Photo by NYIP Student Jeong Hwa Min
It all started, officially, on July 4, 1776 in Philadelphia, Pennsylvania – my hometown, by the way. They rang the Liberty Bell and proclaimed liberty throughout the land to all the inhabitants thereof. I wasn't actually there though some might think so.
It was a great day, America's birthday! The United States of America, a term first used in the Declaration of Independence, became a reality and patriotic Americans have vigorously celebrated that birthday ever since.
What better subject for our NYIP Picture of the Month! NYIP Student Jeong Hwa Min, a New Yorker from Long Island City (just across the East River from Manhattan) made this excellent photograph depicting a variety of American patriotic symbols and a number of other cultural icons, too all in one broad expansive photograph.
The width of the picture is an important element, I think. Ours is a big wide land and about as tall as it is wide; the addition of Alaska and Hawaii make it even bigger. You just can't comprehend America quickly, easily. You need to scrutinize this great country carefully.
What do I see here? Why, there's a replica of Miss Liberty – give us your tired poor, your huddled masses yearning to be free, as Emma Lazarus said. And there's about a dozen pretty girls in Uncle Sam outfits and youthful marchers in baseball caps. A General Motors truck and a Coca-Cola sign. Howard Johnson (a double dip tutti-frutti cone, please). And so much more.
I can hear, in my mind's ear, George and Ira Gershwin's Strike Up the Band, John Philip Sousa's The Stars and Stripes Forever, Georgie Cohan's You're a Grand Old Flag. But for all the hoopla, bonhomie, and birthday zeitgeist I can also hear bittersweet Taps at Arlington, The Battle Hymn of the Republic at Gettysburg, The Bonnie Blue Flag at bloody Shiloh.
But most of all I hear Woody Guthrie: "This land is your land, this land is my land. From California to the New York island, from the redwood forests to the Gulf Stream waters, this land was made for you and me."
Viewing this photograph in terms of the famous NYIP Guidelines, there can be no doubt that Jeong Hwa Min has very strong subject matter as his theme. The first NYIP Guideline has been well served here. The emotional response to patriotism, whether in the form of jubilant celebration or solemn memorial service, is powerful and of considerable interest to millions of viewers.
The second NYIP Guideline explores means for focusing attention on the subject. I've already mentioned the importance of the width of the photograph. You could not do justice to this photograph unless you allow the subject matter to expand from one side of New York's Times Square to the other.
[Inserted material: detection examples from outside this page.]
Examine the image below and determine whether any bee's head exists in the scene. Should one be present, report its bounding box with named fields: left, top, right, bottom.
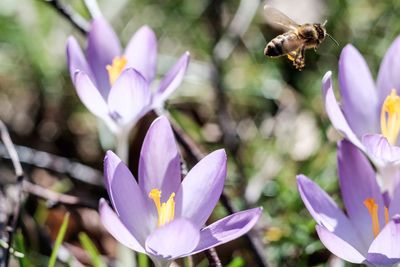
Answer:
left=313, top=23, right=326, bottom=42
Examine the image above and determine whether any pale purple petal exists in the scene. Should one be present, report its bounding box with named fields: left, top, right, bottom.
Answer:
left=322, top=71, right=363, bottom=149
left=191, top=208, right=262, bottom=254
left=67, top=36, right=94, bottom=83
left=154, top=52, right=190, bottom=106
left=367, top=215, right=400, bottom=266
left=297, top=175, right=368, bottom=252
left=338, top=140, right=385, bottom=247
left=99, top=199, right=145, bottom=253
left=339, top=45, right=380, bottom=136
left=176, top=149, right=226, bottom=228
left=125, top=26, right=157, bottom=83
left=104, top=151, right=150, bottom=244
left=86, top=17, right=121, bottom=99
left=316, top=225, right=365, bottom=264
left=377, top=37, right=400, bottom=109
left=389, top=183, right=400, bottom=216
left=146, top=219, right=200, bottom=260
left=74, top=71, right=108, bottom=119
left=139, top=116, right=181, bottom=202
left=108, top=69, right=151, bottom=125
left=362, top=134, right=400, bottom=165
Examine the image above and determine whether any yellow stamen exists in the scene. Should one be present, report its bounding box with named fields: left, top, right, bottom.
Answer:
left=364, top=198, right=381, bottom=237
left=149, top=188, right=175, bottom=227
left=106, top=56, right=127, bottom=85
left=381, top=89, right=400, bottom=145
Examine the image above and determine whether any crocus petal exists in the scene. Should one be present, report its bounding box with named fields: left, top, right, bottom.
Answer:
left=154, top=52, right=190, bottom=106
left=339, top=45, right=380, bottom=136
left=67, top=36, right=93, bottom=83
left=322, top=71, right=363, bottom=149
left=108, top=69, right=151, bottom=125
left=362, top=134, right=400, bottom=166
left=86, top=17, right=121, bottom=99
left=146, top=219, right=200, bottom=260
left=316, top=225, right=365, bottom=264
left=367, top=215, right=400, bottom=266
left=99, top=199, right=145, bottom=253
left=176, top=149, right=226, bottom=228
left=74, top=71, right=108, bottom=119
left=191, top=208, right=262, bottom=254
left=104, top=151, right=149, bottom=244
left=125, top=26, right=157, bottom=83
left=338, top=140, right=385, bottom=247
left=139, top=116, right=181, bottom=202
left=389, top=182, right=400, bottom=215
left=297, top=175, right=368, bottom=252
left=377, top=37, right=400, bottom=109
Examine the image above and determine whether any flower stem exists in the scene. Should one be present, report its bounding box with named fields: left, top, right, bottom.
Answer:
left=115, top=130, right=129, bottom=165
left=115, top=129, right=137, bottom=267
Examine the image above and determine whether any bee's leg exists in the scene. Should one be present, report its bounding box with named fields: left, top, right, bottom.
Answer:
left=293, top=46, right=306, bottom=70
left=287, top=50, right=297, bottom=62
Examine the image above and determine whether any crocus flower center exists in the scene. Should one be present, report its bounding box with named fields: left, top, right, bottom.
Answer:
left=381, top=89, right=400, bottom=145
left=364, top=198, right=389, bottom=237
left=149, top=188, right=175, bottom=227
left=106, top=56, right=127, bottom=85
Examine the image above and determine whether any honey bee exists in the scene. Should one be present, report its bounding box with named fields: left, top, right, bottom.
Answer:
left=264, top=5, right=337, bottom=70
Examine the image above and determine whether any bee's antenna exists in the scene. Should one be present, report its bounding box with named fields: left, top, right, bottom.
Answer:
left=326, top=33, right=340, bottom=47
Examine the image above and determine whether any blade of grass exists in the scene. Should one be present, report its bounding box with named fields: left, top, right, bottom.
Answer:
left=79, top=232, right=106, bottom=267
left=14, top=231, right=29, bottom=267
left=47, top=213, right=69, bottom=267
left=138, top=253, right=149, bottom=267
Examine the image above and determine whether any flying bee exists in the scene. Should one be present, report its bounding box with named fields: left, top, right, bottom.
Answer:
left=264, top=5, right=338, bottom=70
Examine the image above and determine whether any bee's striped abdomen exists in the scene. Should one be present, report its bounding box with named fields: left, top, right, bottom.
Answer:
left=264, top=32, right=298, bottom=57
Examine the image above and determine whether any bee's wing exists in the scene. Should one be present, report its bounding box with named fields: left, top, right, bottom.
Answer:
left=264, top=5, right=299, bottom=31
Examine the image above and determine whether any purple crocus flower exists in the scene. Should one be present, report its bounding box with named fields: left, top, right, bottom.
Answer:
left=99, top=117, right=262, bottom=266
left=322, top=37, right=400, bottom=193
left=297, top=140, right=400, bottom=266
left=67, top=17, right=189, bottom=132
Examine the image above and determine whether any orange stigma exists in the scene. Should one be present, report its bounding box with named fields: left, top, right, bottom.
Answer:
left=381, top=89, right=400, bottom=145
left=364, top=198, right=389, bottom=237
left=106, top=56, right=128, bottom=85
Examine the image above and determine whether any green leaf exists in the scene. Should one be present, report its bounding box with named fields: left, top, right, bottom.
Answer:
left=226, top=257, right=244, bottom=267
left=138, top=253, right=149, bottom=267
left=14, top=231, right=33, bottom=267
left=79, top=232, right=106, bottom=267
left=47, top=213, right=69, bottom=267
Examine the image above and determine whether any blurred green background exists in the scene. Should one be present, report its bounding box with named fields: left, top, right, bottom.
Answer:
left=0, top=0, right=400, bottom=266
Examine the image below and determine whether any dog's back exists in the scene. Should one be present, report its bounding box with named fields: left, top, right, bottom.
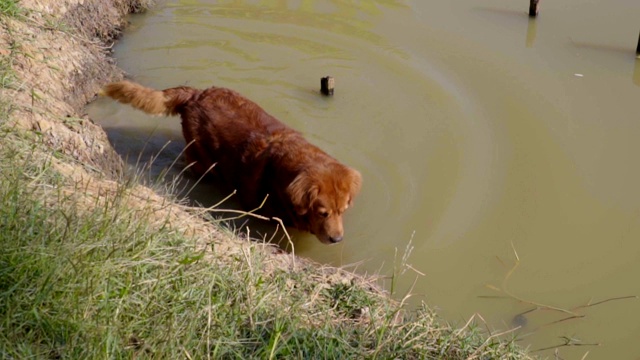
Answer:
left=103, top=81, right=362, bottom=243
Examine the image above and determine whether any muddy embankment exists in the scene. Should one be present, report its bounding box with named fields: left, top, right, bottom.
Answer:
left=0, top=0, right=300, bottom=267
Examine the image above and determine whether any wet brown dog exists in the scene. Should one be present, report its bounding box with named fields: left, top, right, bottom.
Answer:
left=103, top=81, right=362, bottom=243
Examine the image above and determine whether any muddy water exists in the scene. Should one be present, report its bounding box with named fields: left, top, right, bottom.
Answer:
left=89, top=0, right=640, bottom=359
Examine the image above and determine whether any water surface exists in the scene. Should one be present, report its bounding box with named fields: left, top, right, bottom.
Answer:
left=89, top=0, right=640, bottom=359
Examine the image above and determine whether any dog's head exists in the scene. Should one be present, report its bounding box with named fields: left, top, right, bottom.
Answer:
left=287, top=163, right=362, bottom=244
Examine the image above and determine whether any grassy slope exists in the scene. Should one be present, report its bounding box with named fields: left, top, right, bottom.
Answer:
left=0, top=0, right=528, bottom=359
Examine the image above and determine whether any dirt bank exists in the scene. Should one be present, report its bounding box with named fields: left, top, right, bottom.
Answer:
left=0, top=0, right=528, bottom=359
left=0, top=0, right=368, bottom=281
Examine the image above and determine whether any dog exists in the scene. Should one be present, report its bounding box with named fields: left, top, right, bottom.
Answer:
left=101, top=81, right=362, bottom=244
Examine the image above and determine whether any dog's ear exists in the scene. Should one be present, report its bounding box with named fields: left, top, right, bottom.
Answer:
left=287, top=172, right=319, bottom=215
left=347, top=169, right=362, bottom=206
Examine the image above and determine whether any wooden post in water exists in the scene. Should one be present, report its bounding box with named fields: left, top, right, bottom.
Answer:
left=529, top=0, right=540, bottom=17
left=320, top=76, right=336, bottom=96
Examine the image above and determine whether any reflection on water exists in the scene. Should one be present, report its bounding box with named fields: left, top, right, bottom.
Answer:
left=89, top=0, right=640, bottom=359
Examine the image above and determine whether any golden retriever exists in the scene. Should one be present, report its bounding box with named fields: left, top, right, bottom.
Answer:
left=102, top=81, right=362, bottom=244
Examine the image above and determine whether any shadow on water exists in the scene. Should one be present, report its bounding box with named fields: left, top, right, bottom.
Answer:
left=105, top=128, right=297, bottom=251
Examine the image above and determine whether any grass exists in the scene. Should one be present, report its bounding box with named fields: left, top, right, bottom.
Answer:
left=0, top=0, right=530, bottom=359
left=0, top=0, right=24, bottom=18
left=0, top=121, right=527, bottom=359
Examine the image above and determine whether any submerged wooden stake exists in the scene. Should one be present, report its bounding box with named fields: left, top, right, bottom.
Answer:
left=529, top=0, right=540, bottom=17
left=320, top=76, right=336, bottom=96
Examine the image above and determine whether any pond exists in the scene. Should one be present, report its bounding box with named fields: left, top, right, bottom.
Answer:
left=88, top=0, right=640, bottom=359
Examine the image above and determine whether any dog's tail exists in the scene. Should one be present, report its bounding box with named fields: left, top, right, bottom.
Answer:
left=100, top=81, right=198, bottom=115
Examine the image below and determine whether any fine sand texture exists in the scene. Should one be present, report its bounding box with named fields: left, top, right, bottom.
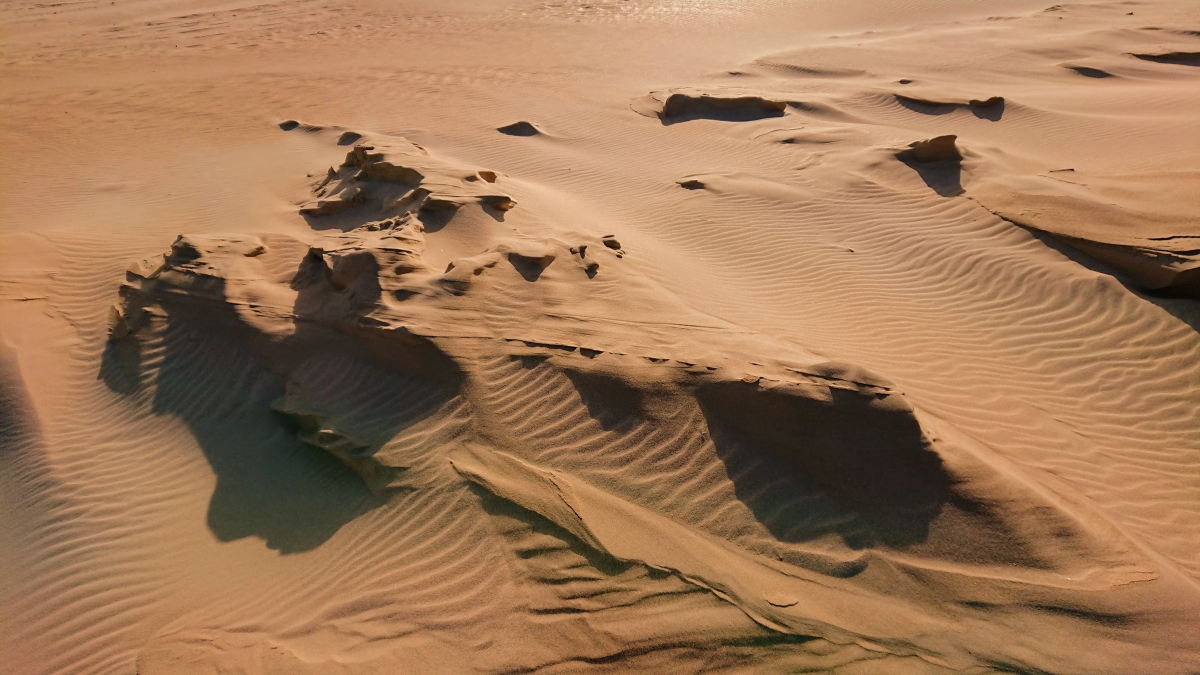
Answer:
left=0, top=0, right=1200, bottom=675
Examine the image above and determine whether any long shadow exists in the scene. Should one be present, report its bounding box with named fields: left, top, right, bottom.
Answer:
left=147, top=299, right=379, bottom=554
left=697, top=382, right=952, bottom=549
left=659, top=94, right=786, bottom=126
left=898, top=153, right=964, bottom=197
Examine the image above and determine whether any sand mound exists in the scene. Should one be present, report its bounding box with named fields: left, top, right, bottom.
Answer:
left=88, top=128, right=1196, bottom=673
left=0, top=0, right=1200, bottom=675
left=300, top=131, right=516, bottom=219
left=630, top=90, right=787, bottom=124
left=496, top=120, right=542, bottom=136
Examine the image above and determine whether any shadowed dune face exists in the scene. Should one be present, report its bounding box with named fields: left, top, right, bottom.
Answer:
left=87, top=124, right=1190, bottom=668
left=0, top=0, right=1200, bottom=675
left=697, top=382, right=950, bottom=545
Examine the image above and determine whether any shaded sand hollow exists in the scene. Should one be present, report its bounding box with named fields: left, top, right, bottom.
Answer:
left=0, top=0, right=1200, bottom=675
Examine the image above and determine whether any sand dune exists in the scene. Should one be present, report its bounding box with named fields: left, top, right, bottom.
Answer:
left=0, top=0, right=1200, bottom=675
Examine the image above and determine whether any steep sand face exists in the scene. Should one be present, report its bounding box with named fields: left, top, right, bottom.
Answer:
left=0, top=0, right=1200, bottom=675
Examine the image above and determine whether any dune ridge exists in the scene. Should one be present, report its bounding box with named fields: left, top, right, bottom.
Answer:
left=0, top=0, right=1200, bottom=675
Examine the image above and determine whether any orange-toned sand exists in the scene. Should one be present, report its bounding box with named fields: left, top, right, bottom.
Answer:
left=0, top=0, right=1200, bottom=675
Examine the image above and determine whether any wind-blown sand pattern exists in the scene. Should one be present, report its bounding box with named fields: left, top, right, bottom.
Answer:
left=0, top=0, right=1200, bottom=675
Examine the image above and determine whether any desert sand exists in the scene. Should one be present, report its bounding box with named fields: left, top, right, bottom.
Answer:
left=0, top=0, right=1200, bottom=675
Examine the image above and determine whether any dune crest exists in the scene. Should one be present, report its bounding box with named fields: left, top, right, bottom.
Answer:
left=7, top=0, right=1200, bottom=675
left=100, top=128, right=1200, bottom=670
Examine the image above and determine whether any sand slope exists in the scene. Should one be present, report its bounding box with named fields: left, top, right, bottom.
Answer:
left=0, top=0, right=1200, bottom=675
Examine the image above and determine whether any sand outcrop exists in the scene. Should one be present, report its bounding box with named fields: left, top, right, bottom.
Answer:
left=630, top=89, right=787, bottom=124
left=0, top=0, right=1200, bottom=675
left=300, top=132, right=516, bottom=219
left=96, top=130, right=1194, bottom=670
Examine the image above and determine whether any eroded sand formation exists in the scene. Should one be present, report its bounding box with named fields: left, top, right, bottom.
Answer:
left=0, top=0, right=1200, bottom=675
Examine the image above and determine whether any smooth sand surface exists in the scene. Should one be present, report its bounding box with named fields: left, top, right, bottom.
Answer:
left=0, top=0, right=1200, bottom=675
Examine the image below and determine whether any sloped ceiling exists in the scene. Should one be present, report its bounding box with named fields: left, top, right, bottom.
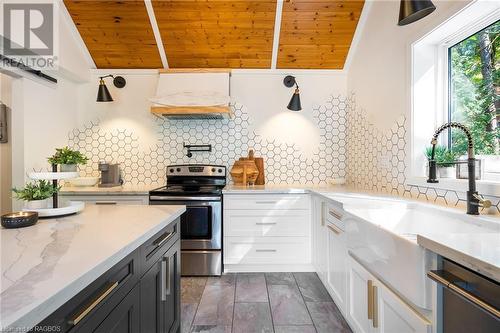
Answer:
left=64, top=0, right=364, bottom=69
left=62, top=0, right=162, bottom=68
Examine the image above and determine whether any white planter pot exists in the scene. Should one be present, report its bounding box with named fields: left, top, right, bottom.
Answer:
left=438, top=167, right=457, bottom=178
left=24, top=199, right=49, bottom=209
left=59, top=164, right=78, bottom=172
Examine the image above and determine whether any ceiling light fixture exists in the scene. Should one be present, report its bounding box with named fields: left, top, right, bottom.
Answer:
left=97, top=74, right=127, bottom=102
left=283, top=75, right=302, bottom=111
left=398, top=0, right=436, bottom=25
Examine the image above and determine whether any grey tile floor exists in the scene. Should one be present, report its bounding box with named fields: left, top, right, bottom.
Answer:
left=181, top=273, right=352, bottom=333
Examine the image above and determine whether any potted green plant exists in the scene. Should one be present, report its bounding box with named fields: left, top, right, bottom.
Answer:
left=425, top=146, right=457, bottom=178
left=48, top=147, right=88, bottom=172
left=12, top=180, right=59, bottom=209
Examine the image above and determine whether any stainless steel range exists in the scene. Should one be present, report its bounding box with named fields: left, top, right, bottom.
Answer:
left=149, top=164, right=226, bottom=276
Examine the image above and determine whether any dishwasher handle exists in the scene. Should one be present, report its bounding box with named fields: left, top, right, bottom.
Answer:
left=427, top=270, right=500, bottom=319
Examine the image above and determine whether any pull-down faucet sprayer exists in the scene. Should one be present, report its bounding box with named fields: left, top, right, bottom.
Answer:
left=427, top=122, right=491, bottom=215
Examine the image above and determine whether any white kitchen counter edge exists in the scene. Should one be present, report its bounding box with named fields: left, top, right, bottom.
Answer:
left=0, top=208, right=186, bottom=331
Yet another means of focusing attention on the subject can be seen in the clutter of the picture. Yes, it is cluttered and yes, NYIP does tell its students to simplify the picture (third NYIP Guideline). So, are we contradicting ourselves? No, of course not. Times Square is indeed a cluttered crowded area even with a parade. In order to get the true feeling of that gaudy and overblown area you simply have to fill it up with buildings, advertisements, crowds of people. It's Manhattan in New York, not Manhattan, Kansas!
It's hard to write about simplifying the picture when I've just talked about how deliberately cluttered the photograph is. But I feel that the clutter is in this case an absolute necessity.